次の一歩: 行きたい低山を1つ決め、山のグレーディングで体力度を確認してから、登山靴の試着に出かけましょう。山行前の登山届(コンパス)もお忘れなく。
出典
- 警察庁 令和7年における山岳遭難の概況等(参照: 2026-07 / 最終確認: 2026-07-17)
- 長野県 登山安全条例・岐阜県 山岳遭難防止条例(参照: 2026-07 / 最終確認: 2026-07-17)
- 登山のコンパス(日本山岳ガイド協会)(参照: 2026-07 / 最終確認: 2026-07-17)
- 気象庁 天気予報・気象警報・注意報(参照: 2026-07 / 最終確認: 2026-07-17)

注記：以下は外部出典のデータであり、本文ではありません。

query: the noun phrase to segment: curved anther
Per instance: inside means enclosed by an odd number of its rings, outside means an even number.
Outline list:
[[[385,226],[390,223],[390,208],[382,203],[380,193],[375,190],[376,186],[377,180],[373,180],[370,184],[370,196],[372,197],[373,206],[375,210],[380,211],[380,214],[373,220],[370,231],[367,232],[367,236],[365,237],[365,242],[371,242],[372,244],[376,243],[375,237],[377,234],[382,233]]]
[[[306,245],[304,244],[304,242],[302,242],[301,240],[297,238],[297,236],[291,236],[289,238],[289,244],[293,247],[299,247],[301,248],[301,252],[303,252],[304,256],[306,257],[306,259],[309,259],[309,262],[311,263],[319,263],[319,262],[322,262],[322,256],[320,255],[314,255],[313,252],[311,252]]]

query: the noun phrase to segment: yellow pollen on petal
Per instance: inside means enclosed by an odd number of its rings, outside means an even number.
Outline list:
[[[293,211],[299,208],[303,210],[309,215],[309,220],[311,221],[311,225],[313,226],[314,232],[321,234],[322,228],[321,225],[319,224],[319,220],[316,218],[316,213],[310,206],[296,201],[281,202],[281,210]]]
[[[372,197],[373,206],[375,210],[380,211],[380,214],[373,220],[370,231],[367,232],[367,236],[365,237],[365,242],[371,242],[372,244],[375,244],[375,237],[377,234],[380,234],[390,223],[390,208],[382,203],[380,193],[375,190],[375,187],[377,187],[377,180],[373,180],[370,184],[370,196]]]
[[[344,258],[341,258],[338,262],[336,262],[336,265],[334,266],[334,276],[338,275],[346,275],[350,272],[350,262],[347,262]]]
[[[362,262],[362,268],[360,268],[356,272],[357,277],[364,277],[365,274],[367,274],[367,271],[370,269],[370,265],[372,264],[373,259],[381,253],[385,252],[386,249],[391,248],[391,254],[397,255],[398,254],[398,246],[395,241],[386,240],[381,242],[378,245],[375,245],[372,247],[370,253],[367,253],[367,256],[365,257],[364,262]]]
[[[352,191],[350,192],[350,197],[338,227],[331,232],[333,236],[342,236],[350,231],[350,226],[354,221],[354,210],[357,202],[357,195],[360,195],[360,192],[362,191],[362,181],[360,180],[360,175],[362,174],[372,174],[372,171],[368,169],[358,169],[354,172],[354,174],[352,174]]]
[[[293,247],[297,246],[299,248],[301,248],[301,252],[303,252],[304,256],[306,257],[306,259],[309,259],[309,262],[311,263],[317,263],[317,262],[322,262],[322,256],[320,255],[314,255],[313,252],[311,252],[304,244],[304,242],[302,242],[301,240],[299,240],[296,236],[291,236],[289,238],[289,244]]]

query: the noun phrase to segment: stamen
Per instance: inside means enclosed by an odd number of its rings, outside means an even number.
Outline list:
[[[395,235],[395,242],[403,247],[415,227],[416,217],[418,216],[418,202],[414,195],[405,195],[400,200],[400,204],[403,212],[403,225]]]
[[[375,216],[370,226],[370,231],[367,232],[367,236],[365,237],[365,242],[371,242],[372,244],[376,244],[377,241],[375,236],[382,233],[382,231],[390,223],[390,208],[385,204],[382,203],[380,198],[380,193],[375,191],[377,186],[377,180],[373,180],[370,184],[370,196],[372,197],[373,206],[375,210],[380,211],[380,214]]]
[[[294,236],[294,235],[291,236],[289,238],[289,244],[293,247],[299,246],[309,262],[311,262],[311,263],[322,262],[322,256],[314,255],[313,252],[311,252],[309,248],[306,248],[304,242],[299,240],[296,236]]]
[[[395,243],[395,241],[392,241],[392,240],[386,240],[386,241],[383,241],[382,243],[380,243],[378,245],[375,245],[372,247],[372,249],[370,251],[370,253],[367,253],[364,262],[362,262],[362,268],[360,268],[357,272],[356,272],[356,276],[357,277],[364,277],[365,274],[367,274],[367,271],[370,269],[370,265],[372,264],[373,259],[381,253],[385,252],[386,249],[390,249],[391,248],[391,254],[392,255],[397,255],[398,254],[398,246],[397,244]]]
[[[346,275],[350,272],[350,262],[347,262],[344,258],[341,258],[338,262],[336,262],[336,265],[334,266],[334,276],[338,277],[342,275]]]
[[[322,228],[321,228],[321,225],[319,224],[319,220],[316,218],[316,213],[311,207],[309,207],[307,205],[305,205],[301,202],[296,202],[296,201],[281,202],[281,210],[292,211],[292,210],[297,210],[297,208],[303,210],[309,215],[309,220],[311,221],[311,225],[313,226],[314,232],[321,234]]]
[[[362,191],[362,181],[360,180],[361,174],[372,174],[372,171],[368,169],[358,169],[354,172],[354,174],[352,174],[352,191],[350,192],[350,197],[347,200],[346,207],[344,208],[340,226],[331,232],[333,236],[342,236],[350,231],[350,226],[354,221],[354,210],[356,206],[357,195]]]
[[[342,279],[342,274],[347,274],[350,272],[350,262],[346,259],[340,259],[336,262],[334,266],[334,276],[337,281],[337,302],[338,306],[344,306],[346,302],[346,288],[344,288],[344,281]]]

- 信州 山のグレーディング(長野県)(参照: 2026-07 / 最終確認: 2026-07-17)
- モンベル 登山装備ガイド 基本編(参照: 2026-07 / 最終確認: 2026-07-17)
- 環境省 国立公園の利用上のマナー・クマ類出没対応マニュアル(参照: 2026-07 / 最終確認: 2026-07-17)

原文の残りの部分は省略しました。